Defendants' involvement in this matter arises as follows. The gears on which Rector injured himself were manufactured and packaged by Federal-Mogul. On January 4, 1989, Federal-Mogul shipped the gears from Gallipolis, Ohio to GM's Buick Motor Division in Flint, Michigan via Eagle Expediting, a third-party carrier not a party to the instant appeal. The gears were packed in oil and loaded into five boxes, which were then placed on a skid. Pursuant to Federal-Mogul's usual practice, the skid and boxes were then shrink-wrapped eight times.2 The package was subsequently loaded onto the Eagle truck by means of a forklift. The driver of the Eagle truck requested that the skid on which the boxes were packaged be secured by two-by-four boards placed into the truck and hammered into the front and back of the skid.
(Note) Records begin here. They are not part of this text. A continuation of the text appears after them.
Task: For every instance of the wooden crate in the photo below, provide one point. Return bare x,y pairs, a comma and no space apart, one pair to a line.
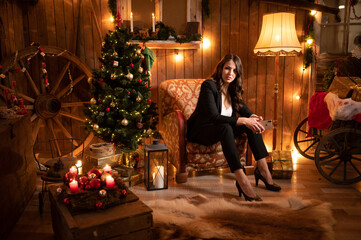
282,166
129,221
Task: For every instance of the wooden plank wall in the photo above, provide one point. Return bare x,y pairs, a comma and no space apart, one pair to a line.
233,26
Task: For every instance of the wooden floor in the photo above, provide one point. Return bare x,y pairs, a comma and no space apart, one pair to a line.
306,183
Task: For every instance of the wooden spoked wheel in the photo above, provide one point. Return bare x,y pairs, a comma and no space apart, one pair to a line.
306,146
343,150
56,111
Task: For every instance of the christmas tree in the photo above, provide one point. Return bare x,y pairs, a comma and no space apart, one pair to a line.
121,110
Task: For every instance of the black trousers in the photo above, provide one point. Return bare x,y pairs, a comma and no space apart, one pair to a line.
226,134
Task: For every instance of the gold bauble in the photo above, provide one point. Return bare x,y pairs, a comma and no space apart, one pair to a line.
93,101
124,122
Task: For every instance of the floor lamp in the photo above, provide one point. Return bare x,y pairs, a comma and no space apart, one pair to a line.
278,38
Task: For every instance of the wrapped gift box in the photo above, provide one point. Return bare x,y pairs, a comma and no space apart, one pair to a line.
346,87
282,164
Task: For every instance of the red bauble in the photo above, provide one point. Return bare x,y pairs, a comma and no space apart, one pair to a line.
124,193
99,205
66,201
95,183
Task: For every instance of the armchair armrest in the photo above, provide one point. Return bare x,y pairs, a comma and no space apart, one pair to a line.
173,131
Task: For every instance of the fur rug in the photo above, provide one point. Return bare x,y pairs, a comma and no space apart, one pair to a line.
202,218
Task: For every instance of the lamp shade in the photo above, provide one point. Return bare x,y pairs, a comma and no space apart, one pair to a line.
278,35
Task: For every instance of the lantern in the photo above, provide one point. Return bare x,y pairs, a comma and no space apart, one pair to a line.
156,166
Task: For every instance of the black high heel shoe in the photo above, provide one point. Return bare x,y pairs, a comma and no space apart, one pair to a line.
272,187
249,199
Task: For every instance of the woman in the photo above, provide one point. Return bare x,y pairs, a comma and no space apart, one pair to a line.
221,115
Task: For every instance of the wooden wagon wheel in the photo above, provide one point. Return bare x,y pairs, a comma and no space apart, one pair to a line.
306,145
343,148
57,110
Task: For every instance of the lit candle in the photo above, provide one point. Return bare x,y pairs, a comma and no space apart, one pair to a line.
109,181
159,177
79,166
131,22
73,170
153,22
107,168
74,188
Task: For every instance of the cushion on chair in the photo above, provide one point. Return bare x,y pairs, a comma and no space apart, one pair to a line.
181,94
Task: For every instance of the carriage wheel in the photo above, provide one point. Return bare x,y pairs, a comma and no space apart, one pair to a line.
306,145
343,148
56,111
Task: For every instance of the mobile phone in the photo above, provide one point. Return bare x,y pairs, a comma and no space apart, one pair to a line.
267,124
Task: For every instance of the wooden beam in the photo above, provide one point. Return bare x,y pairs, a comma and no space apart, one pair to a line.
303,5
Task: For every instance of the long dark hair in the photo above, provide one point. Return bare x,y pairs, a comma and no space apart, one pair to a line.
235,88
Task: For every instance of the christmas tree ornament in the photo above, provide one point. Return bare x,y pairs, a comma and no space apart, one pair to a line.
102,193
124,122
59,190
99,205
140,125
93,101
130,76
113,76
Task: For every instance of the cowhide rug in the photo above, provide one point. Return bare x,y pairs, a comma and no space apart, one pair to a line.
202,218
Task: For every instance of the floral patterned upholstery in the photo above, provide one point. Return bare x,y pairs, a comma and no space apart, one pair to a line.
179,99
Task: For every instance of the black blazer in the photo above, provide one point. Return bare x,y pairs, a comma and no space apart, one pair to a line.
208,110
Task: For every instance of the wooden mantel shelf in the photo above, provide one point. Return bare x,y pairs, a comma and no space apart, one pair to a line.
158,44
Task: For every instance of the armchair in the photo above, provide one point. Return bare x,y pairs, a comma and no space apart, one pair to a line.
178,100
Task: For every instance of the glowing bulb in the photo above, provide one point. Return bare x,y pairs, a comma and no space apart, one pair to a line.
178,57
206,43
309,41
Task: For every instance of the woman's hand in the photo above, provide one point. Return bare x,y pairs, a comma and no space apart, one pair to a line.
252,123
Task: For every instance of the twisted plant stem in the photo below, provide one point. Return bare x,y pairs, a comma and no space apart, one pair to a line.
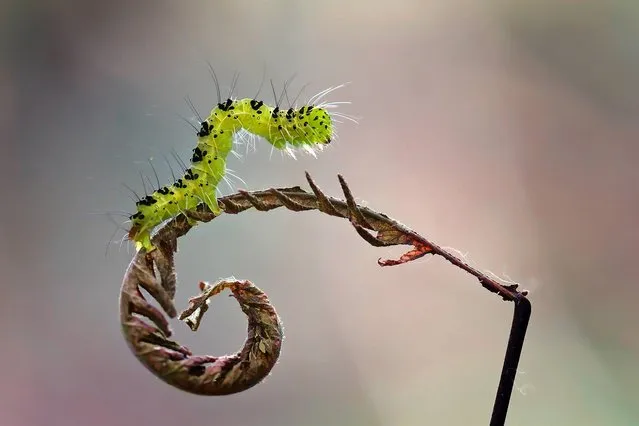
155,272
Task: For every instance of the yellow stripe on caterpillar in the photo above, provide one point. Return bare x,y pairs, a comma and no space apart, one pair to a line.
306,127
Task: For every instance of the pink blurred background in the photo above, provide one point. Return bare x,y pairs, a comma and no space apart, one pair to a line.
506,130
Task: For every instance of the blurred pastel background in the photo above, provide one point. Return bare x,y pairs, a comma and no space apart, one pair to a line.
506,130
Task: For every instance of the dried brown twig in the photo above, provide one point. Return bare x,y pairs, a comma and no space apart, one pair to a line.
209,375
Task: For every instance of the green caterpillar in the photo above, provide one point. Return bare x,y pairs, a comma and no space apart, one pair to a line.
307,127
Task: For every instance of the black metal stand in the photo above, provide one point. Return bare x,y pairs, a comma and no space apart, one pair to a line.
518,329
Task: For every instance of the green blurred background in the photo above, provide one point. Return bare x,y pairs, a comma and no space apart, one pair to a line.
506,130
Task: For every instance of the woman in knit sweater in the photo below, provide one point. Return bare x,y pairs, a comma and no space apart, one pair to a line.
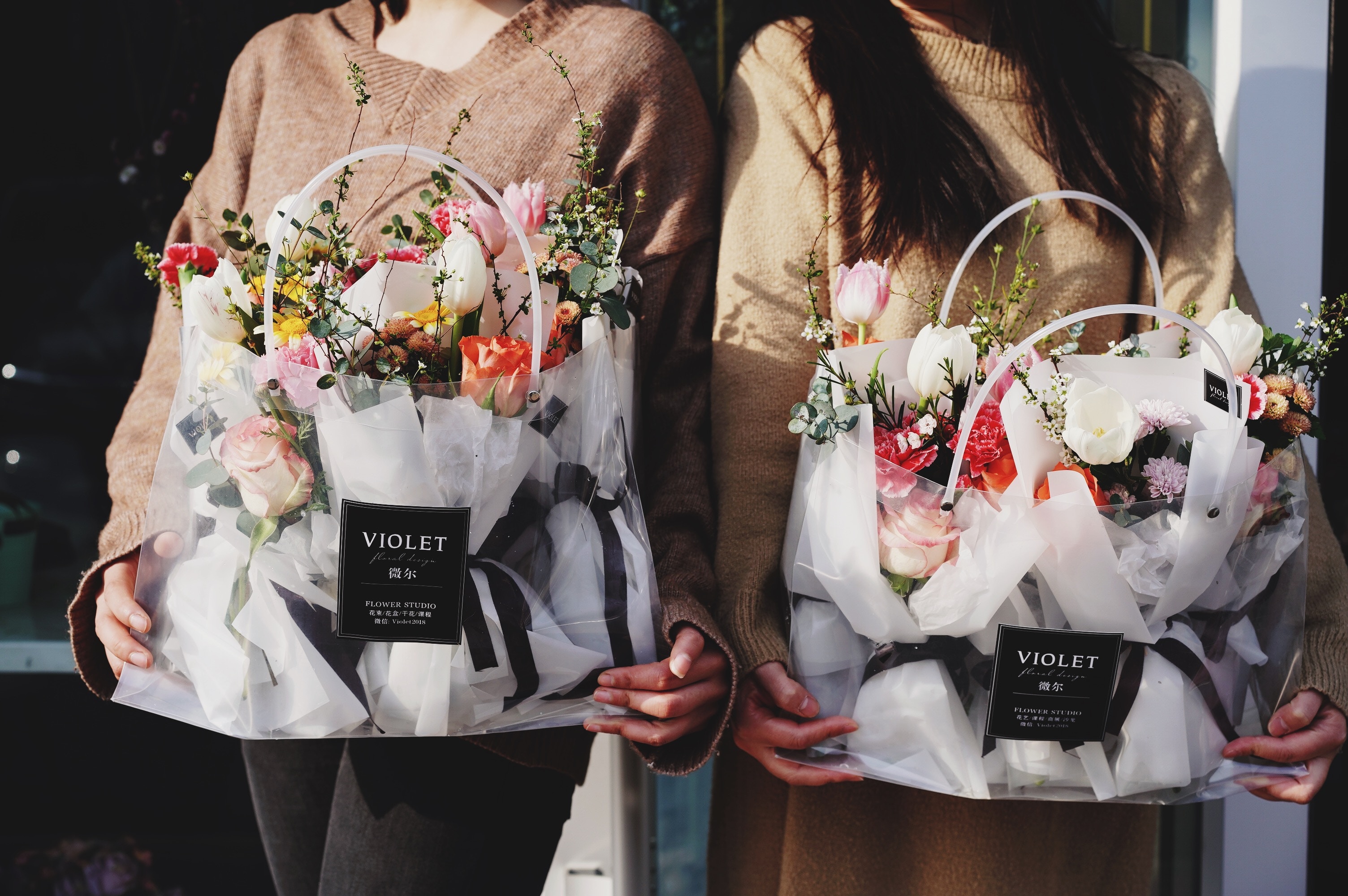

During the course of their journey to the GM plant in Michigan, the gears apparently shifted and fell out of their boxes. On January 5, 1989, the gears arrived at GM's Flint plant. Due to the damaged and dirty condition of the spilled gears, GM rejected them as unusable, and Federal-Mogul agreed to accept their return. Because the truck that had delivered the gears was not returning to Gallipolis, GM agreed to allow the gears to remain at its loading dock until a truck belonging to Rite Trucking could transport them back to Federal-Mogul. On January 9, 1989, the gears were loaded onto a Rite truck. Before the gears were loaded, GM did not shrink-wrap the gears.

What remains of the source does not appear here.